= Breezly and Sneezly =

American animated television series

Breezly and Sneezly is a Hanna-Barbera cartoon series first broadcast on September 16, 1964, as part of The Peter Potamus Show. From 1964 to 1966, 23 episodes were produced, 14 of which were aired on Peter Potamus with the remaining nine aired on The Magilla Gorilla Show.

==Plot==
Breezly Bruin (voiced by Howard Morris) is a comical, resourceful, polar bear, much like Yogi Bear himself and Barney Rubble based upon Ed Norton from The Honeymooners. His friend is Sneezly Seal (voiced by Mel Blanc), a droopy green seal with a perpetual cold whose sneezes pack devastating power. They live in an igloo in the Arctic.
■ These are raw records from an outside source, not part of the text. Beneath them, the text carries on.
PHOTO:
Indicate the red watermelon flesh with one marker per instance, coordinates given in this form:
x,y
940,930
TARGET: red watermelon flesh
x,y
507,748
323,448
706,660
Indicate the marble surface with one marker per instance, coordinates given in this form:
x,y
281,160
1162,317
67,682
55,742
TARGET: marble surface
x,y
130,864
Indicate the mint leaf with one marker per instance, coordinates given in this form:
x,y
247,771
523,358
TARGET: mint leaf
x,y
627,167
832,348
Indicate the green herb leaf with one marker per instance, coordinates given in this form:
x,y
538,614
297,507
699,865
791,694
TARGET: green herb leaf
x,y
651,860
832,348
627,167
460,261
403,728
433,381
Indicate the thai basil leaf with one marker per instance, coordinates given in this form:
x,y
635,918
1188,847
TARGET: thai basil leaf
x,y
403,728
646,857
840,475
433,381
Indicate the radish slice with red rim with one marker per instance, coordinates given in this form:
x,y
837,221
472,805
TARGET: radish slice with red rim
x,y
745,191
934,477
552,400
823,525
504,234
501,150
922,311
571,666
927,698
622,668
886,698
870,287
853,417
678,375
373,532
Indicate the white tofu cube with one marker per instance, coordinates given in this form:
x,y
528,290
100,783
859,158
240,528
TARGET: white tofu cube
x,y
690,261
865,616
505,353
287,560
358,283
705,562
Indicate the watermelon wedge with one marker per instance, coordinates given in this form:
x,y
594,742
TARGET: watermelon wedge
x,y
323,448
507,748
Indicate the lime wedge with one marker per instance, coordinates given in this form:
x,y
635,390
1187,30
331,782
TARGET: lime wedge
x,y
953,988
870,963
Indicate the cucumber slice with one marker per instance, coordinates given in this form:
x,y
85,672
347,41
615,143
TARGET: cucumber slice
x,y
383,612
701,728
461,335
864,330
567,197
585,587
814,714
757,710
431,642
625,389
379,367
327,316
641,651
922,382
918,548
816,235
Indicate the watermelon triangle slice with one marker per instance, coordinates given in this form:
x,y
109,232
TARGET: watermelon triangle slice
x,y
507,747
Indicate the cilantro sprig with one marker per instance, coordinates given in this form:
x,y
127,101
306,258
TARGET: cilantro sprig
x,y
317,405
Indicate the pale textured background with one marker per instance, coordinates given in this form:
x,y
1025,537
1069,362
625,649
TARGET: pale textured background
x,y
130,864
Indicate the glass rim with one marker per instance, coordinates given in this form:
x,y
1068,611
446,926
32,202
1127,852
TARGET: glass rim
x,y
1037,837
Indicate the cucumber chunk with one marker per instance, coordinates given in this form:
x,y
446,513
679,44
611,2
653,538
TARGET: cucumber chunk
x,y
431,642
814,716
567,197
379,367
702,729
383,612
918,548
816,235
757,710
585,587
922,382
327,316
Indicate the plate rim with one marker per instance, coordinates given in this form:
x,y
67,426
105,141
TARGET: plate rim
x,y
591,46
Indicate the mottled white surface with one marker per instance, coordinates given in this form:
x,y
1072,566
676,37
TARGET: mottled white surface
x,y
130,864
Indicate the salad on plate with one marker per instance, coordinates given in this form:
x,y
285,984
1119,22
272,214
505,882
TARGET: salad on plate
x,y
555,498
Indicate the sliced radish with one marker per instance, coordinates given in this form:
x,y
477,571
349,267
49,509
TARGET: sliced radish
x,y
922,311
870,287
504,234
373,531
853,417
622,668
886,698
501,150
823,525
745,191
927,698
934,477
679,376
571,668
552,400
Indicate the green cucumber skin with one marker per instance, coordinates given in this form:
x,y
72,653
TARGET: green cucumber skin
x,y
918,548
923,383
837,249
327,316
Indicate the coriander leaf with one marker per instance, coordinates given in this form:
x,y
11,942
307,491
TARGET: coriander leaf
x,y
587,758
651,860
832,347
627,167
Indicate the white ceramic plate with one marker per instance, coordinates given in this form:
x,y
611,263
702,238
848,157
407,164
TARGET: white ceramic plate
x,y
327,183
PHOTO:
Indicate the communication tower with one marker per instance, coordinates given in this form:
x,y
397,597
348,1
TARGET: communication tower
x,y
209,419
Many of their episodes deal with Breezly's ambitious yet ultimately doomed plans to break into the local army camp for various reasons while trying to stay one step ahead of the army camp's leader Colonel Fuzzby (voiced by John Stephenson).

==Episode list==
1. No Place Like Nome
2. All Riot on the Northern Front
3. Missile Fizzle
4. Mass Masquerade
5. Furry Furlough
6. Bruin Ruin
7. Freezing Fleas
8. Stars and Gripes
9. Armoured Amour
10. As the Snow Flies
11. Snow Biz
12. Unseen Trouble
13. Nervous in the Service
14. Birthday Bonanza
15. Wacky Waikiki
16. General Nuisance
17. Rookie Wrecker
18. Noodnick of the North
19. The Fastest Bear in the North
20. Snow Time Show Time
21. Goat A-Go-Go
22. Spy in the Ointment
23. An Ill Wind

==Cast==
- Howard Morris - Breezly Bruin
- Mel Blanc - Sneezly Seal
- John Stephenson - Colonel Fuzzby

==DVD release==
The episode "All Riot On The Northern Front" is available on the DVD Saturday Morning Cartoons 1960's vol. 1. Saturday Morning Cartoons 1960's vol. 2 has the episode "Missile Fizzle".
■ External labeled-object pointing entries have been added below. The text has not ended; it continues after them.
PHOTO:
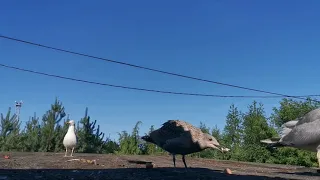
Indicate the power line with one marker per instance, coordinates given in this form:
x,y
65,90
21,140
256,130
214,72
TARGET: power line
x,y
146,68
134,88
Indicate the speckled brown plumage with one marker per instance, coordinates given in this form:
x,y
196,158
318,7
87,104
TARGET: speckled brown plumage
x,y
180,137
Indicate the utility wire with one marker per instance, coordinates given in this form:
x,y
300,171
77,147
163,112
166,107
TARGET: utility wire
x,y
134,88
146,68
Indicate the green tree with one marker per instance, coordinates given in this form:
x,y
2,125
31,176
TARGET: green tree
x,y
50,127
289,110
129,143
255,127
10,132
31,134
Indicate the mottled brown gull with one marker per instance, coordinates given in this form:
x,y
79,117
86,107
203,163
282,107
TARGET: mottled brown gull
x,y
180,137
70,139
302,133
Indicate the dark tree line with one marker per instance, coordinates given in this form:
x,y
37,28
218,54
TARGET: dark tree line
x,y
242,134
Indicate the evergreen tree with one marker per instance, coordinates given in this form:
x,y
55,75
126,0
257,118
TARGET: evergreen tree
x,y
50,126
89,137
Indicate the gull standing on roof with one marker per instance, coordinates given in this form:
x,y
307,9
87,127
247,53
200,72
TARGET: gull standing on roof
x,y
302,133
180,137
70,139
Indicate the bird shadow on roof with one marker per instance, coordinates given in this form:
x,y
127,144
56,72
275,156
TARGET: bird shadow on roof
x,y
127,173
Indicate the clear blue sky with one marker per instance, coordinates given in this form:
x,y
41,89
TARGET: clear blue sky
x,y
269,45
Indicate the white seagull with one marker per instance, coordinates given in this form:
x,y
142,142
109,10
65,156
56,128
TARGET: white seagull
x,y
302,133
70,139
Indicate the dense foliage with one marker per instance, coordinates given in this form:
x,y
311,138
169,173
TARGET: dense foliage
x,y
242,134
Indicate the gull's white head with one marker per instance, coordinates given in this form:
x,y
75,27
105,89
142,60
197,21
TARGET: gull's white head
x,y
71,122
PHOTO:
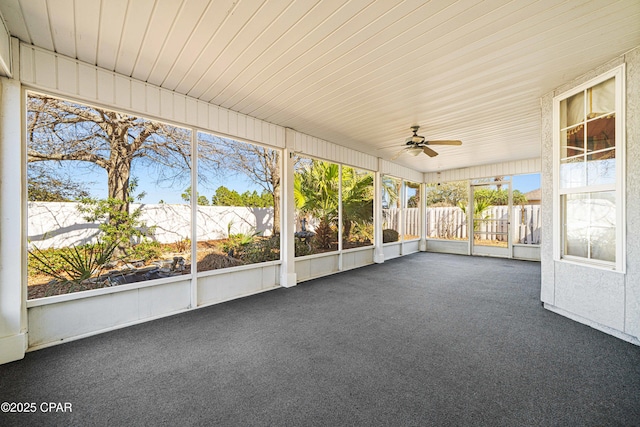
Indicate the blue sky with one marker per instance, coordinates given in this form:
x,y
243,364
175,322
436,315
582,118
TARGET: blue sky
x,y
95,180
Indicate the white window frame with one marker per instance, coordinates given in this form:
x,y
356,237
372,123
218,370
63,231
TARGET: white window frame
x,y
558,234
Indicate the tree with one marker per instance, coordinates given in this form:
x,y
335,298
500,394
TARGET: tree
x,y
316,192
59,130
45,186
186,196
260,165
357,199
226,197
447,194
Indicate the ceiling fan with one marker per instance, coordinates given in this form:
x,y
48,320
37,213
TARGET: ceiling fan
x,y
417,144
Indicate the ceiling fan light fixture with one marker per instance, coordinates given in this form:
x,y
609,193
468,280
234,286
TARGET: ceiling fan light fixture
x,y
414,151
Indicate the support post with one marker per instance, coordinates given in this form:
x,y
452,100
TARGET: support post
x,y
378,252
13,311
288,227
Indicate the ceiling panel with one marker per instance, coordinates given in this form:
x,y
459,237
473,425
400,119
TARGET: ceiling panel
x,y
356,73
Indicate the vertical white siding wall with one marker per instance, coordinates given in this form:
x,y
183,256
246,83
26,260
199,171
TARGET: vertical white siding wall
x,y
388,168
515,167
315,147
5,50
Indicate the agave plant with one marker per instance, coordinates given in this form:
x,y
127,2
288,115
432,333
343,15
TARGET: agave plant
x,y
80,262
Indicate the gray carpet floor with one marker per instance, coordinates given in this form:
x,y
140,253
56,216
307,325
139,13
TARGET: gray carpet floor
x,y
427,339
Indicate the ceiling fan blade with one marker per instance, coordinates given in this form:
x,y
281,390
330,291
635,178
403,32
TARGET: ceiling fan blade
x,y
395,156
445,142
429,152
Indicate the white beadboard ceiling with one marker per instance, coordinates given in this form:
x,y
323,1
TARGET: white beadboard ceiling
x,y
358,73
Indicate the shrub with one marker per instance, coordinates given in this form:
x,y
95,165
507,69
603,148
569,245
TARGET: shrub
x,y
325,235
76,263
145,250
262,249
390,235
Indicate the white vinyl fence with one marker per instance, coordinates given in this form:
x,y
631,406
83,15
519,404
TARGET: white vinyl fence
x,y
58,224
451,223
411,220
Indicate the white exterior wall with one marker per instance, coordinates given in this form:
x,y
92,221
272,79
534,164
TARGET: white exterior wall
x,y
606,300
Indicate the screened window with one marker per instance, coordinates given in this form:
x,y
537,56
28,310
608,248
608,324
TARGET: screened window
x,y
411,210
238,203
357,208
446,210
104,189
589,183
391,208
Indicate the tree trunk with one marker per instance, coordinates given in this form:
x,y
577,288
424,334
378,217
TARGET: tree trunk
x,y
118,174
276,210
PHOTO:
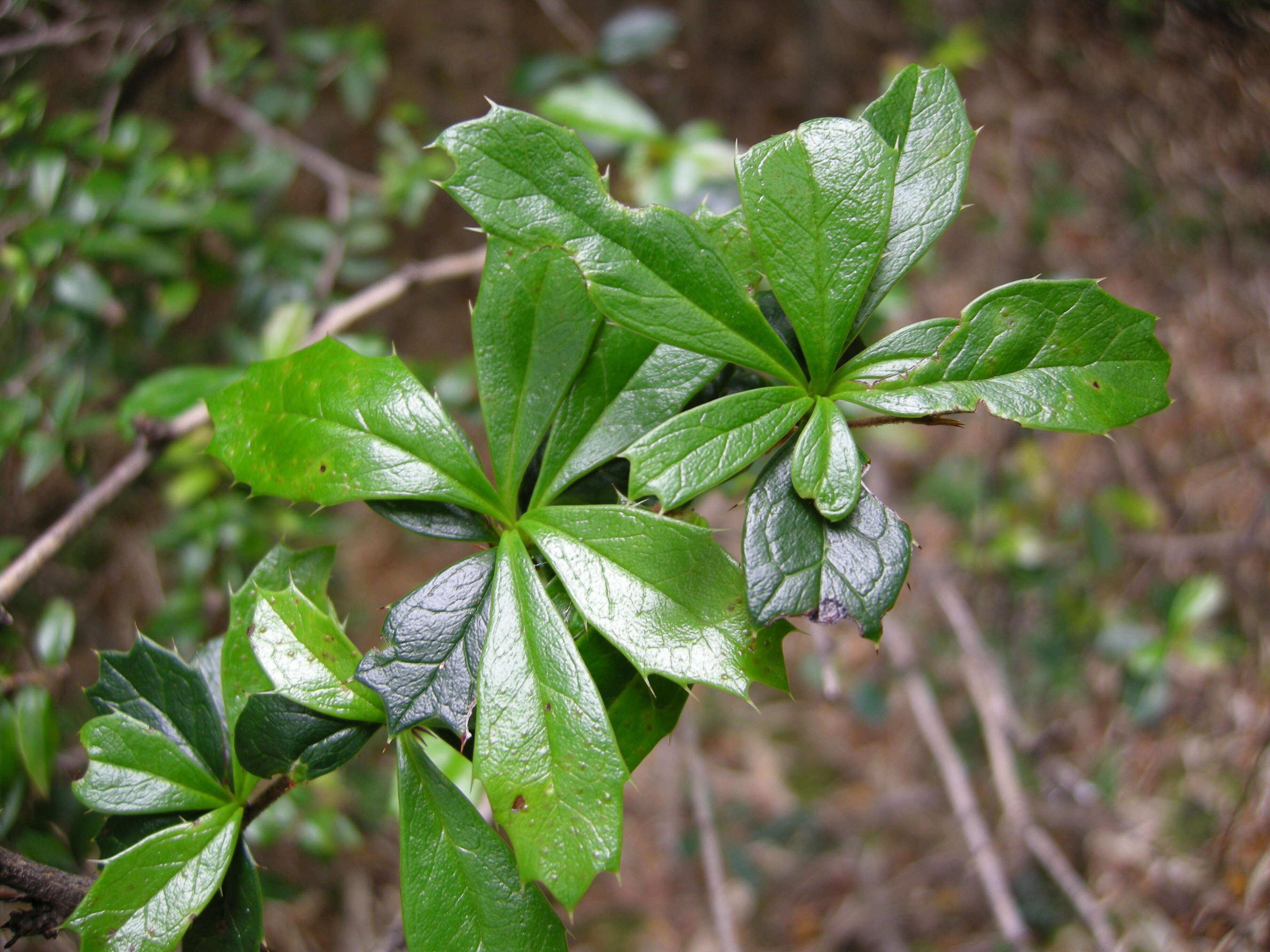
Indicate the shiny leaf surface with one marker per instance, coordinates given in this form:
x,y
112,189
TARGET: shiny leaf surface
x,y
705,446
427,674
545,752
459,884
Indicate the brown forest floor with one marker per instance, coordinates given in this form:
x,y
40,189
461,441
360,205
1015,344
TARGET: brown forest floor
x,y
1114,145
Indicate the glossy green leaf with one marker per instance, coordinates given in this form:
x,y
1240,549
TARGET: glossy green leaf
x,y
652,270
55,633
731,235
705,446
641,711
234,918
629,385
147,897
37,734
533,328
924,117
896,353
460,891
547,754
158,689
427,674
597,107
329,426
798,563
242,674
817,201
826,465
660,589
1052,355
170,393
277,736
436,519
309,658
134,768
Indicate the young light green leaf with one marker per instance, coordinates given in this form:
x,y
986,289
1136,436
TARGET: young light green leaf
x,y
309,658
629,385
436,519
896,353
817,201
660,589
37,734
533,328
234,918
55,633
798,563
641,711
547,754
158,689
705,446
600,108
731,235
460,889
147,897
826,465
134,768
329,426
652,270
277,736
924,117
1052,355
427,674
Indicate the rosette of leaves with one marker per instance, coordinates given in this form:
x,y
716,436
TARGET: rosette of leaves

Breezly and Sneezly segments are on the MOD release of the complete Peter Potamus Series.

==Other appearances==
- Animatronics of Breezly and Sneezly can be seen among the animatronic Hanna-Barbera characters in the Dexter's Laboratory episode "Chubby Cheese" during Chubby's song.
- Breezly made a cameo in the Harvey Birdman, Attorney at Law episode "Juror in Court".
- Sneezly made a cameo in the Jellystone! Season 3 episode "Lil' Honk Honks". Breezly and Sneezly both made a cameo in the episode "Snowdodio".